Eliezer Adjibi

Personal information
- Born: 23 September 2000 (age 25) Porto-Novo, Benin
- Home town: Ottawa, Ontario

Sport
- Sport: Athletics
- Event: Sprint

Achievements and titles
- Personal best: 100 m: 9.92 A (2026)

Medal record
Men's athletics
Representing Canada
World Relay Championships
| Gold medal – first place | 2025 Guangzhou | Mixed 4 × 100 m relay |
| Silver medal – second place | 2026 Gaborone | Mixed 4 × 100 m relay |
Pan American Championships
| Silver medal – second place | 2026 Medellín | 100 m |
NACAC Championships
| Gold medal – first place | 2025 Freeport | 4 × 100 m relay |

= Eliezer Adjibi =

Canadian sprinter

Eliezer Adjibi (born 23 September 2000) is a Canadian sprinter.

==Early life==
He was born in Benin before living in Ottawa, Canada.
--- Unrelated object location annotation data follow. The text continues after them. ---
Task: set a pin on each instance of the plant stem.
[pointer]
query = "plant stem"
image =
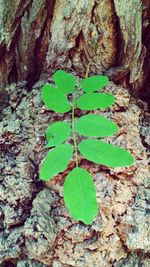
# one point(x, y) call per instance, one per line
point(88, 69)
point(73, 126)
He attended Louis-Riel High School and was initially a soccer player but began sprinting in grade 11 and had encouragement and guidance from Louis Riel Dome coach Lotfi Khaida, who competed for Algeria in the 1988 and 1992 Olympics. In his senior year he won silver and bronze medals in the Under-20 and 100 metres and 200 metres races at the 2018 Canadian Track and Field Championships. He later studied mechanical engineering at the University of Ottawa.

==Career==
He is the a member of the C.A.N.I. Club where he is coached by former sprinter Lyndon George. At the Niagara 2022 Canada Summer Games, his 100m time of 10.32 seconds broke the previous Canada Games’ record which has been co-held by three men since 2017. That year, he also lowered his personal best time to 10.23 seconds and placed fourth at the Canadian Athletics Championships.

In June 2024, Adjibi ran a personal best 10.04 seconds for the 100 metres (+2.00 m/s). At the same event he also ran a wind-assisted 9.98 seconds. Later that month, he claimed second place in the 100 metres at the 2024 Canadian Athletics Championships in a time of 10.23 seconds, three one-hundredths of a second off the winning time posted by Olympic medallist Andre De Grasse. Subsequently, he was named as part of the Canadian relay pool for the 2024 Olympic Games.

He was named in the Canadian team for the 2025 World Athletics Relays in China, in May 2025. He ran the anchor leg of the mixed 4 x 100 metres relay, which made its debut as an event at the championships, as Canada won their heat and clinched their place in the final with the fastest time. In the final, he ran as the Canadian team won the gold medal in the event. On 22 June 2025 at the Bob Vigars Classic in London, Ontario, he lowered his personal best for the 100 metres when he ran a wind legal 10.02 seconds (+1.5 m/s). He finished fourth in the 100 metres at the 2025 NACAC Championships in Freeport, The Bahamas in 10.16 seconds (+0.4).

He was named in the Canadian team for the 2025 World Athletics Championships in Tokyo, Japan.

Adjibi won the 60 metres at the 2026 Canadian Indoor Athletics Championships in a championship record 6.62 seconds. He was selected as part of the Canadian team for the 2026 World Athletics Relays. In the mixed 4 x 100 metres relay he was part of the team which briefly set a new world record time of 40.07 seconds, until it was broken by Jamaica in the following heat. The following day, the quartet won the silver medal behind Jamaica in the final. Selected as part of the Canadian team for the inaugural 2026 Pan American Championships in Athletics in Medellín, he placed second in the 100 metres final, running a new personal best of 9.92 seconds on 26 June, finishing runner-up to Colombian Ronal Longa. He competed in the 100 metres at the 2026 Commonwealth Games in Glasgow, Scotland, without advancing to the semi-finals.